What Should I Eat to Reduce Hair Loss?
Quick answer: Nutritional deficiencies are a leading cause of hair loss. Eat iron, biotin, zinc, protein, and omega-3-rich foods. Crash diets and extreme calorie restriction trigger shedding.
What to Eat
Eggs
Biotin and protein — the two most important hair growth nutrients. Also high in cysteine, the key amino acid in hair keratin.
Lean meat and poultry
Iron and protein — iron deficiency is one of the most common nutritional causes of hair shedding, especially in women.
Fatty fish (salmon, herring)
Omega-3s nourish hair follicles and reduce scalp inflammation linked to hair loss.
Spinach and dark leafy greens
Iron, folate, and vitamin A — all critical for hair follicle cell division and sebum production.
Pumpkin seeds
Zinc is essential for hair follicle repair — deficiency causes diffuse shedding. Pumpkin seeds are one of the best sources.
Nuts (almonds, walnuts, Brazil nuts)
Vitamin E (antioxidant for scalp), selenium, omega-3s — all support healthy hair growth.

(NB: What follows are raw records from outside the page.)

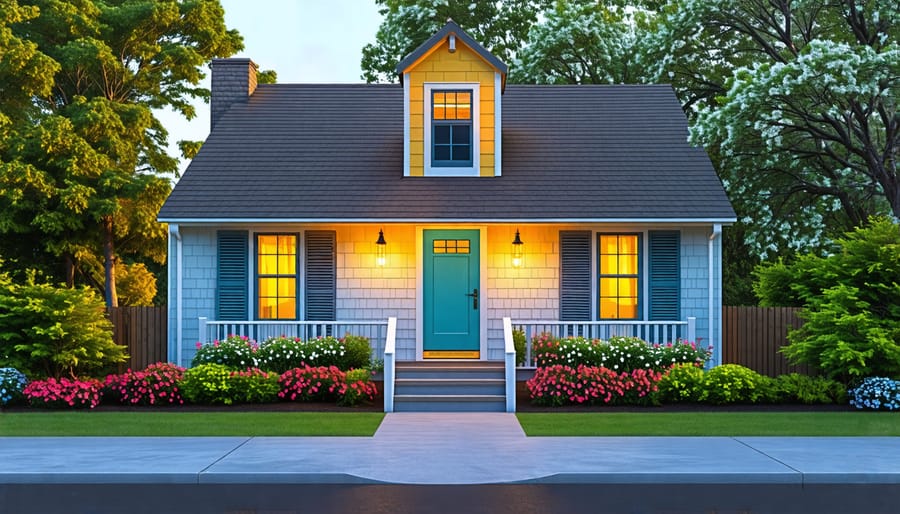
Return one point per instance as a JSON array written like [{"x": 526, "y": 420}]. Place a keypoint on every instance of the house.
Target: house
[{"x": 449, "y": 201}]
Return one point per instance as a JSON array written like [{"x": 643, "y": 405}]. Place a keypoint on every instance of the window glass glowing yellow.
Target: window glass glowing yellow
[{"x": 277, "y": 276}]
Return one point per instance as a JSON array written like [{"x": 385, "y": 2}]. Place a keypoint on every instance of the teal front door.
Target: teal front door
[{"x": 451, "y": 301}]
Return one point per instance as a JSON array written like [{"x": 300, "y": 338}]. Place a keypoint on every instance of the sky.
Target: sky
[{"x": 310, "y": 41}]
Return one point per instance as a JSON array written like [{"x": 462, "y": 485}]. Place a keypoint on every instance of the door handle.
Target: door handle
[{"x": 474, "y": 295}]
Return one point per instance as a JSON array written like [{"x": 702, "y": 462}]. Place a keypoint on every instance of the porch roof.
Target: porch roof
[{"x": 335, "y": 153}]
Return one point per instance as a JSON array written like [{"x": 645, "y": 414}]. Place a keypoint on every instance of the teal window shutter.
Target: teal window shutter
[
  {"x": 574, "y": 275},
  {"x": 231, "y": 275},
  {"x": 321, "y": 275},
  {"x": 665, "y": 275}
]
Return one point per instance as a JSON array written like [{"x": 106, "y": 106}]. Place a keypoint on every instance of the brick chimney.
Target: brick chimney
[{"x": 233, "y": 81}]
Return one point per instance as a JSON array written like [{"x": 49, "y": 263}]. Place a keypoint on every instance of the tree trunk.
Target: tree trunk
[
  {"x": 70, "y": 271},
  {"x": 109, "y": 263}
]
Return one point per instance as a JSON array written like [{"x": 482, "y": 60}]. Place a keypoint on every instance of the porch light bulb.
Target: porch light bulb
[
  {"x": 380, "y": 250},
  {"x": 518, "y": 247}
]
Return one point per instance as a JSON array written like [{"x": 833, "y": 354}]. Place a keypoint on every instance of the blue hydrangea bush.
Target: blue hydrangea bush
[
  {"x": 876, "y": 393},
  {"x": 12, "y": 381}
]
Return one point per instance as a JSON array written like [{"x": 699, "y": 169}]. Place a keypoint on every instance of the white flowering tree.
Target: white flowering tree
[{"x": 796, "y": 100}]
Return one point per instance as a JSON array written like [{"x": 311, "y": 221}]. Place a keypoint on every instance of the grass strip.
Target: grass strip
[
  {"x": 154, "y": 423},
  {"x": 711, "y": 424}
]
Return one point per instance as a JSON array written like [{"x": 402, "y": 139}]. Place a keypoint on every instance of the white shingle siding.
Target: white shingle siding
[{"x": 367, "y": 292}]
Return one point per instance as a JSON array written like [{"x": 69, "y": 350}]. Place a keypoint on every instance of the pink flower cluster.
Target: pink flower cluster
[
  {"x": 590, "y": 385},
  {"x": 323, "y": 384},
  {"x": 156, "y": 384},
  {"x": 63, "y": 393}
]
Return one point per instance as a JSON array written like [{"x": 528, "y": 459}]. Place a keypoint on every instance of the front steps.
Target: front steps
[{"x": 450, "y": 386}]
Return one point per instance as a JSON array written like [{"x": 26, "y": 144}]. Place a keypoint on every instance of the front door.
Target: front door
[{"x": 451, "y": 300}]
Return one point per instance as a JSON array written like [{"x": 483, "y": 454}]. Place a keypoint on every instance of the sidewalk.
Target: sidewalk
[{"x": 458, "y": 450}]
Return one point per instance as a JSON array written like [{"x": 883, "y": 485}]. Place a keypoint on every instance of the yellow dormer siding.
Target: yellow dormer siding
[{"x": 430, "y": 138}]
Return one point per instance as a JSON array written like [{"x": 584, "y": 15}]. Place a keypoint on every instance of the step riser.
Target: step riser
[
  {"x": 454, "y": 389},
  {"x": 419, "y": 406},
  {"x": 443, "y": 374}
]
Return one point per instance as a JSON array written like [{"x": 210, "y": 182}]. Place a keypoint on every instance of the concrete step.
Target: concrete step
[
  {"x": 449, "y": 403},
  {"x": 451, "y": 386}
]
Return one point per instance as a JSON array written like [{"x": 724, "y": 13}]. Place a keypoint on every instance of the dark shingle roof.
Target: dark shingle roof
[
  {"x": 452, "y": 28},
  {"x": 335, "y": 152}
]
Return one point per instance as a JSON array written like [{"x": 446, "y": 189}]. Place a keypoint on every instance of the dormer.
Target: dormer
[{"x": 451, "y": 107}]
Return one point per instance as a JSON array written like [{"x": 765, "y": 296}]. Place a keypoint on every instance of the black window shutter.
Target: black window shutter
[
  {"x": 574, "y": 275},
  {"x": 231, "y": 276},
  {"x": 665, "y": 275},
  {"x": 321, "y": 275}
]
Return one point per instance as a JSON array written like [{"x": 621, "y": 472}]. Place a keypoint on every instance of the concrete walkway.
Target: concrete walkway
[{"x": 454, "y": 449}]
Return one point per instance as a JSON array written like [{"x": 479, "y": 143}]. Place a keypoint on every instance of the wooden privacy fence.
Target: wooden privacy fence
[
  {"x": 143, "y": 331},
  {"x": 752, "y": 336}
]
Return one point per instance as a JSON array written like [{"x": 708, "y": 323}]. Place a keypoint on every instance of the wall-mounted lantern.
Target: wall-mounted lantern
[
  {"x": 518, "y": 251},
  {"x": 380, "y": 249}
]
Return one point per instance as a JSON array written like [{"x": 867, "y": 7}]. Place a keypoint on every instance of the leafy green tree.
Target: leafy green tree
[
  {"x": 84, "y": 177},
  {"x": 501, "y": 27},
  {"x": 850, "y": 300},
  {"x": 53, "y": 331},
  {"x": 584, "y": 43},
  {"x": 798, "y": 98}
]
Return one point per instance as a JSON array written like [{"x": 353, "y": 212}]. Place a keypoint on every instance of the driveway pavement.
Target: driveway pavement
[{"x": 472, "y": 452}]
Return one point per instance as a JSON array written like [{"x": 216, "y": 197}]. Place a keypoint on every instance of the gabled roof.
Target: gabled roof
[
  {"x": 450, "y": 28},
  {"x": 323, "y": 153}
]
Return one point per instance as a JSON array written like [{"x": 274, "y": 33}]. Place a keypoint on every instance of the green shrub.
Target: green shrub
[
  {"x": 850, "y": 300},
  {"x": 207, "y": 384},
  {"x": 682, "y": 383},
  {"x": 732, "y": 383},
  {"x": 233, "y": 352},
  {"x": 50, "y": 331},
  {"x": 797, "y": 388}
]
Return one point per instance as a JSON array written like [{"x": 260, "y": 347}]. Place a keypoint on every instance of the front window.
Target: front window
[
  {"x": 451, "y": 125},
  {"x": 619, "y": 276},
  {"x": 276, "y": 258}
]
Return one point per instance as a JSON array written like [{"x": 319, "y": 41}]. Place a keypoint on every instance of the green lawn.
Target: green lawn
[
  {"x": 711, "y": 424},
  {"x": 155, "y": 423}
]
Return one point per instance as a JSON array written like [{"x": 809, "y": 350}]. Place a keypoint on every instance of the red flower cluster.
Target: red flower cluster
[
  {"x": 590, "y": 385},
  {"x": 156, "y": 384},
  {"x": 323, "y": 384},
  {"x": 63, "y": 393}
]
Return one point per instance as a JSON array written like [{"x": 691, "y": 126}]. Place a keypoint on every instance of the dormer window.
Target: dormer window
[
  {"x": 451, "y": 134},
  {"x": 451, "y": 128}
]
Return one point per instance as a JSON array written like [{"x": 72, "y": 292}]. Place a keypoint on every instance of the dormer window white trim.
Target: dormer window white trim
[{"x": 436, "y": 163}]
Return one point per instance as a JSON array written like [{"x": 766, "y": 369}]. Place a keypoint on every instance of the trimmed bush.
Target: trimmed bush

Legumes (beans, lentils, kidney beans)
Plant protein, iron, zinc, and biotin — excellent for plant-based diets where hair loss risk is higher.
Sweet potato
Beta-carotene converts to vitamin A — regulates sebum production and supports follicle cell growth.
Oysters
One of the richest zinc sources — zinc regulates hair follicle activity and oil glands around follicles.
What to Avoid
Crash diets and very low-calorie diets
Rapid calorie restriction is a leading cause of telogen effluvium (mass hair shedding) — the body stops 'non-essential' functions like hair growth.
High-mercury fish (swordfish, king mackerel in excess)

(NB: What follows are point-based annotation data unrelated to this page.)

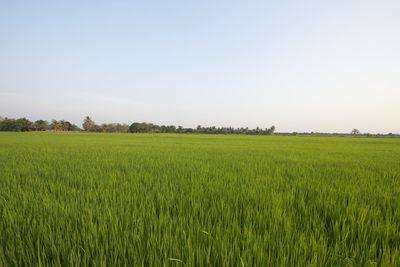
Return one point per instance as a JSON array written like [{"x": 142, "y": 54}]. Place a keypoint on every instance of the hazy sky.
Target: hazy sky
[{"x": 300, "y": 65}]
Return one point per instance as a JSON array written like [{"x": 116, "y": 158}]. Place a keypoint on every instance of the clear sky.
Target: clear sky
[{"x": 300, "y": 65}]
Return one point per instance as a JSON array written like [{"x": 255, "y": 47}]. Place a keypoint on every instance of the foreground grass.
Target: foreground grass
[{"x": 197, "y": 200}]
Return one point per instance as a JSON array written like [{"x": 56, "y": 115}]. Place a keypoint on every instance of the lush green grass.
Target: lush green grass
[{"x": 197, "y": 200}]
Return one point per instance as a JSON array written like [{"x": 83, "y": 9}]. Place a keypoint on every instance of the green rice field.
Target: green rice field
[{"x": 76, "y": 199}]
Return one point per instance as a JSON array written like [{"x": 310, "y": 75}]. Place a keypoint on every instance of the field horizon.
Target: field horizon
[{"x": 116, "y": 199}]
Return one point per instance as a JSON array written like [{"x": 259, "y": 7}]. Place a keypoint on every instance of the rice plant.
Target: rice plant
[{"x": 198, "y": 200}]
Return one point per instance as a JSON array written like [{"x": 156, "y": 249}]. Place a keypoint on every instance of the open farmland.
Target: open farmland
[{"x": 198, "y": 200}]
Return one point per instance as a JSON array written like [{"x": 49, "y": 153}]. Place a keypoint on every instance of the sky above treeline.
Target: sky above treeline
[{"x": 327, "y": 66}]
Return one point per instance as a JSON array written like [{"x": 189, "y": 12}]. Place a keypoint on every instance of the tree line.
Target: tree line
[{"x": 88, "y": 125}]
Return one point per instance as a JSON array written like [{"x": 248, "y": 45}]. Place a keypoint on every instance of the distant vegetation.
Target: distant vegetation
[
  {"x": 25, "y": 125},
  {"x": 88, "y": 125}
]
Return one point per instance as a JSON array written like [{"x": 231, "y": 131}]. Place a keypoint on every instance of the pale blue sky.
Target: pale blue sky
[{"x": 300, "y": 65}]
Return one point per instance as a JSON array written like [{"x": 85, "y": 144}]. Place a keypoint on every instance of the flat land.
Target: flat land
[{"x": 198, "y": 200}]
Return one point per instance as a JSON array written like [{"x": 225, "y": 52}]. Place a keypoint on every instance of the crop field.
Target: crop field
[{"x": 198, "y": 200}]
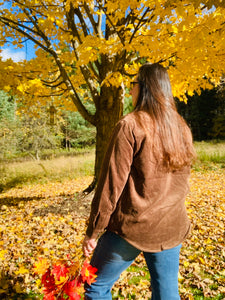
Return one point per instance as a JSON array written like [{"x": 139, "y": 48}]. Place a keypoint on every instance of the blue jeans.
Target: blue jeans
[{"x": 113, "y": 255}]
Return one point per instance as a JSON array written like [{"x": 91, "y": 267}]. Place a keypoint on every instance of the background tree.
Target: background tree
[{"x": 86, "y": 49}]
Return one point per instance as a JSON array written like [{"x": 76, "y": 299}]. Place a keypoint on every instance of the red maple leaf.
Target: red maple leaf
[
  {"x": 60, "y": 270},
  {"x": 48, "y": 282},
  {"x": 73, "y": 289},
  {"x": 49, "y": 296},
  {"x": 88, "y": 273}
]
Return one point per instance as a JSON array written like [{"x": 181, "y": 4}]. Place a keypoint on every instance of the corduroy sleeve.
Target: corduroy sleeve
[{"x": 113, "y": 177}]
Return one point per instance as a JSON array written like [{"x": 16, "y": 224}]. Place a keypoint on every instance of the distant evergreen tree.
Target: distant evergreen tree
[{"x": 205, "y": 114}]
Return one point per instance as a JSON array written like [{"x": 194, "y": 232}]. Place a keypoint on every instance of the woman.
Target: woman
[{"x": 140, "y": 196}]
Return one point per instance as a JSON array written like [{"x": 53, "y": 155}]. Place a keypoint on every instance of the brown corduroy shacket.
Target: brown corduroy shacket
[{"x": 134, "y": 199}]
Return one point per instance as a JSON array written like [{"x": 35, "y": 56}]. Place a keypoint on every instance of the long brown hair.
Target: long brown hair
[{"x": 172, "y": 140}]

Mercury has been linked to hair loss — avoid large predatory fish more than 2× monthly.
Excessive vitamin A supplements
While vitamin A is needed, megadoses (>10,000 IU daily) are associated with hair loss paradoxically.
Sugar and ultra-processed foods
Blood sugar spikes increase DHT (dihydrotestosterone) — the hormone most linked to genetic hair loss.
Excessive alcohol
Depletes zinc, folate and other nutrients essential for hair growth; also dehydrates hair.
Hydration
Hydration affects hair shaft moisture and scalp health. Drink 2L water daily. Limit alcohol as it depletes hair growth nutrients including zinc and folate.
Tips
- •Nutritional hair loss takes 3–6 months of correction before visible regrowth — track a blood panel (ferritin, zinc, vitamin D, thyroid).

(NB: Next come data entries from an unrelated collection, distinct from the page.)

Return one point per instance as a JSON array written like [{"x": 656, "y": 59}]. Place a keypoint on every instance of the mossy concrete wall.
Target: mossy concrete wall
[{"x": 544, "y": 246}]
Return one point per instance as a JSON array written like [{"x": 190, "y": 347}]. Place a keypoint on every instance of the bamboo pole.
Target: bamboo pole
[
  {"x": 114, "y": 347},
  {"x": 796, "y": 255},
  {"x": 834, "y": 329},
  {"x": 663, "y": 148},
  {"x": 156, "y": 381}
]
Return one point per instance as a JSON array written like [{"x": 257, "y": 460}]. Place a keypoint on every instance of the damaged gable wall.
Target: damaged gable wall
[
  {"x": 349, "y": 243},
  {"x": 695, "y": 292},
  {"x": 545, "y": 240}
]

- •Ferritin below 50 ng/mL is associated with hair shedding even when you're not 'anaemic' by standard definitions.
- •Vitamin D deficiency is strongly linked to alopecia areata and diffuse hair loss.
- •Protein is the most immediate lever: if you're undereating protein (< 0.8g/kg body weight), increasing it is the fastest dietary change.
- •Biotin supplements are overhyped for non-deficient people — they help significantly only when there's a genuine deficiency.